M. Hussein Bali, président de l'Initiative pour des élections justes, a pour sa part déclaré au journal Attounissia que son organisation a cherché à former des centaines d'observateurs afin d'assurer le bon fonctionnement du processus électoral.
Au niveau international, le Comité des observateurs a instauré des observateurs nord américains et de l'Union européenne. M. Abdul Mawla, membre de la Haute Commission électorale indépendante a affirmé que la commission avait approuvé la présence de l'Institut Carter, dirigé par Jimmy Carter ancien président des Etats-Unis et l'Institut républicain américain, dirigé par le sénateur John McCain. La commission électorale a également entériné l'aide de l'Union européenne dans sa missions d'observation. M. Abdel Mawla a aussi ajouté que la commission avait adopté un code de conduite pour les observateurs étrangers afin qu'ils respectent la souveraineté du pays pour assurer le respect des institutions indépendantes.

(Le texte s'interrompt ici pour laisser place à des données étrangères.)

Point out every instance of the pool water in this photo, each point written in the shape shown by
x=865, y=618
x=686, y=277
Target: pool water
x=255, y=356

Mr Michael Jrimss, l'un des observateurs de l'Union Européenne a affirmé que L'U.E avait envoyé en Tunisie environ 1200 observateurs qui ont été déployés dans toutes les circonscriptions électorales pour surveiller les élections afin de restaurer la confiance dans le processus électoral en Tunisie. Il a aussi déclaré que l'organisme de surveillance de l'Union Européenne avait obtenu toute l'aide nécessaire des différents organismes concernés afin d'effectuer correctement ses fonctions, et a exprimé son optimisme pour que les élections du 23 Octobre prochain soient des élections modèle dans tout le monde arabe. Il a aussi ajouté que tout ce qui a été observé à ce jour sont des excès mineurs qui n'affecteront pas le déroulement normal des élections.
De son côté, Mr Andrea Staritz a informé que la commission de l'Union Européenne avait soumis ses rapports à l’Instance Supérieure Indépendante pour les Elections sur ce qui avait été remarqué avant et pendant la campagne électorale, et a déclaré avoir détecté quelques irrégularités et des manifestations de violence lors des réunions publiques. Ils ont aussi confirmé que l'expérience tunisienne serait un exemple pour les Etats arabes.
Après avoir interviewé des citoyens sur l'observation internationale des prochaines élections, certains d'entre eux ont exprimé leurs doutes en ce qui concerne la présence d'institutions et d'organisations Américaines. M. Dirar Tlili, technicien à la radio "Kalima, a expliqué dans un discours radiodiffusé sur Radio "Kalima" que sa peur concernait les buts et les objectifs cachés qui pourraient servir les intérêts américains, puisque le Centre Carter reçoit un soutien financier annuel des institutions officielles fédérales américaines et que ses membres assistent à des sessions régulières de formation supervisées par des officiers de haut rang du Centre de renseignement américains. En outre, le U. S. Republican Institute est financé par l'USAID et le Département d'Etat et de renseignement américains.
De son côté, M. Abdul Majid al Hbibi, président du Bureau politique du Parti de libération islamique, a refusé de participer aux élections la considérant comme une mise en scène, expliquant que le contrôle international qu'il nomme les ennemis de l'Islam, visent à imposer un agenda occidental ayant pour objectif de chercher à contourner la révolution et de placer des "pions" qui travailleraient à la réalisation de leurs objectifs en Tunisie.